In early August, Donald Trump began expressing fear that the U.S. presidential election would be “rigged” against him. “I’m afraid the election is going to be rigged, I have to be honest,” Trump told an audience in Columbus, Ohio. While much has been written about his remarks—as well as several others he made in the weeks following the Democratic National Convention—it remains an open question whether electronic databases storing votes can be hacked and manipulated. Voting has entered the digital era on two fronts. Electronic voting machines and, in some locations, Internet voting have introduced numerous opportunities for hackers to alter voting records. It is the security of massive spreadsheets recording the will of the people that concerns Richard Forno, a computer security expert who recently thrust himself into the national debate over the hackability of U.S. elections by publishing a column on the subject. “Everyone’s focusing on the edges of the network, the voting machines, but no one’s looking at the databases,” Forno, a career computer security expert and currently the director of the Graduate Cybersecurity Program at the University of Maryland at Baltimore County, tells The Parallax.
… Election departments contacted for this story, including those in California and Illinois, did not return requests for comment.
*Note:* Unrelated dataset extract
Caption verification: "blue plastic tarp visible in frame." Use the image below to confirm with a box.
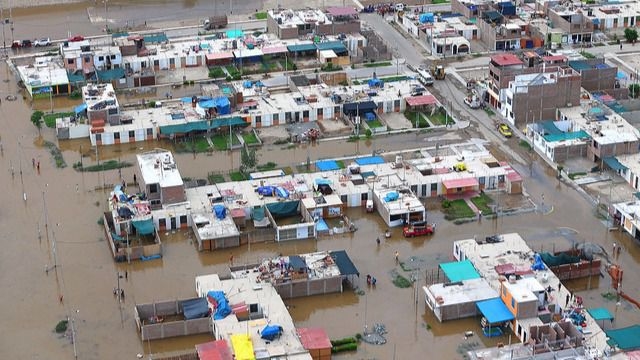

However, Chris Jerdonek, a software developer who serves as vice president of the Elections Commission in San Francisco, a seven-member board of appointees who oversee the city’s elections, says transparency would help detect election database hacking.“There’s no surefire way to prevent hacking,” he says, “but if you’ve got good auditing procedures in place, you can catch any tampering.”
Pamela Smith, president of Verified Voting, a nongovernmental organization that works on ensuring election “accuracy, integrity, and verifiability,” says her organization recommends disconnecting from the Internet the computer on which election databases (used to tally up voting precinct data) are stored, a practice known as air-gapping because the computer is separated from the Internet by an air buffer. “If someone could get access to that central tabulator, that could be problematic,” she says.
An interactive map produced by Verified Voting shows how U.S. voting precincts have implemented electronic voting. According to the map, five states—Georgia, Delaware, Louisiana, New Jersey, and South Carolina—do not require a paper trail to accompany their electronic voting records. Were vote tabulation databases to be tampered with in those states, Smith says, it would be impossible to reconstruct voters’ intent.